Cette pratique fut autrefois inaugurée par la disparition mystérieuse du trésor du FLN, butin de la guerre de libération et des cotisations des travailleurs immigrés et des étudiants. Rappelons, pour l’histoire, l’affaire de trafic international de devises entre Alger, Paris et Genève qui implique de hauts dignitaires algériens tels que le colonel Ahmed Draïa alors DGSN (Directeur Général de la Sûreté Nationale). Cela défraie la chronique, le Tribunal fédéral de Lausanne, en 1975, va notamment condamner à 5 ans de prison ferme le directeur technique de l’UBS (Union des Banques Suisses).

Ainsi, selon l’ex-rédacteur en chef de la revue de l’armée El-Djeich, Hichem Aboud, une partie des hauts gradés des Taggarins (MDN d’Alger) aurait accumulé une fortune colossale évaluée à plusieurs milliards de dollars répartie sur plusieurs comptes en Afrique du Sud, en Suisse, au Panama, etc.

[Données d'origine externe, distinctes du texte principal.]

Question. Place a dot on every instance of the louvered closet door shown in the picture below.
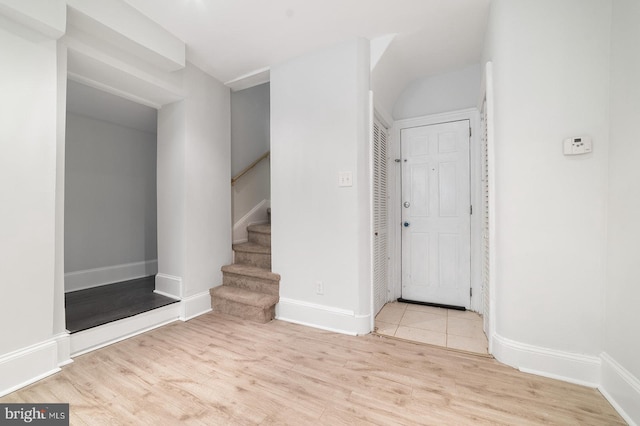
(380, 250)
(486, 291)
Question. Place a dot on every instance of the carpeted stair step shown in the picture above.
(260, 234)
(249, 305)
(253, 254)
(251, 278)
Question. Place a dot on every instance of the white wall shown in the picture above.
(622, 326)
(319, 127)
(250, 138)
(208, 190)
(551, 74)
(194, 191)
(110, 195)
(452, 91)
(28, 131)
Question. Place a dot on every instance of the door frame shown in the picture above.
(395, 195)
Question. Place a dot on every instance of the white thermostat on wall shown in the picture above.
(578, 145)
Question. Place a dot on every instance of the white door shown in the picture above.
(436, 253)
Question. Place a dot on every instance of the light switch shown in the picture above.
(345, 179)
(579, 145)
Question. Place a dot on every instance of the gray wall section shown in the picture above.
(250, 126)
(250, 138)
(110, 194)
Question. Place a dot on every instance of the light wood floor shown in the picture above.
(214, 370)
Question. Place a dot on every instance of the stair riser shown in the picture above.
(260, 238)
(247, 312)
(258, 285)
(254, 259)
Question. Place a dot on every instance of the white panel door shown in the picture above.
(436, 251)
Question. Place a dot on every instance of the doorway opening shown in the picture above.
(110, 208)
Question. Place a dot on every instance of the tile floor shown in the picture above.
(449, 328)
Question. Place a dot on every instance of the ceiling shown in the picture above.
(100, 105)
(233, 39)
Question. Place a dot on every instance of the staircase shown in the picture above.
(249, 289)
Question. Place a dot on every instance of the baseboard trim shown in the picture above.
(323, 317)
(258, 214)
(621, 388)
(80, 280)
(107, 334)
(566, 366)
(63, 340)
(196, 305)
(28, 365)
(169, 285)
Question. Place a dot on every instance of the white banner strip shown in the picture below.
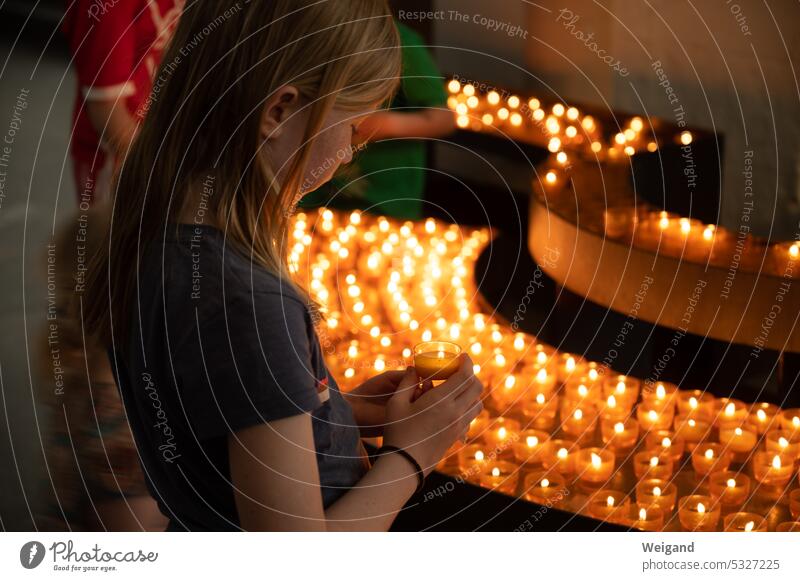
(410, 556)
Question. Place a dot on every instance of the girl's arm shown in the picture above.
(274, 471)
(274, 465)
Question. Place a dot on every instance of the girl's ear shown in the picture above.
(277, 110)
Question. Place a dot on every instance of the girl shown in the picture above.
(236, 418)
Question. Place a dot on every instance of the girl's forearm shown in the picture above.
(373, 503)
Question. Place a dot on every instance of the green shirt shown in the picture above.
(388, 176)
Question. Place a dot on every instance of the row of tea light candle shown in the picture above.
(692, 240)
(385, 286)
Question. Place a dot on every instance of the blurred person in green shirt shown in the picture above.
(387, 175)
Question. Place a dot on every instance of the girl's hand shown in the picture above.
(369, 400)
(427, 425)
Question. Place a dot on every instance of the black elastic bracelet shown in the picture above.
(420, 474)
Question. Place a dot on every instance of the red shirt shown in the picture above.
(116, 47)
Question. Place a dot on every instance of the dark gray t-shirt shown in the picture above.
(219, 344)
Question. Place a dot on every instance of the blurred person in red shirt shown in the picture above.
(116, 47)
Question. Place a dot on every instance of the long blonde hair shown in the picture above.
(204, 115)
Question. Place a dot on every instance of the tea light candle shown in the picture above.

Le journaliste a décrypté le rapport de la BND et les recherches des grands centres turcs qui ont couvert une période de trois ans. L’incarcération à Blida de centaines d’officiers dont les avoirs en milliards restent encore dispersés dans la nature, n’est motivée que par des règlements de compte entre clans rivaux de l’ANP dans leur lutte pour le pouvoir et non pas en raison d’une quelconque opération anti-corruption, partie émergée de l’iceberg, sachant que la réalité dépasse la fiction.

Les habitants du Sahara, désignés avec cynisme par le terme de « Baqui el bled » (« le reste du pays ») à la télévision algérienne, demeurent les grands laissés-pour-compte spoliés des richesses de leur propre terre natale.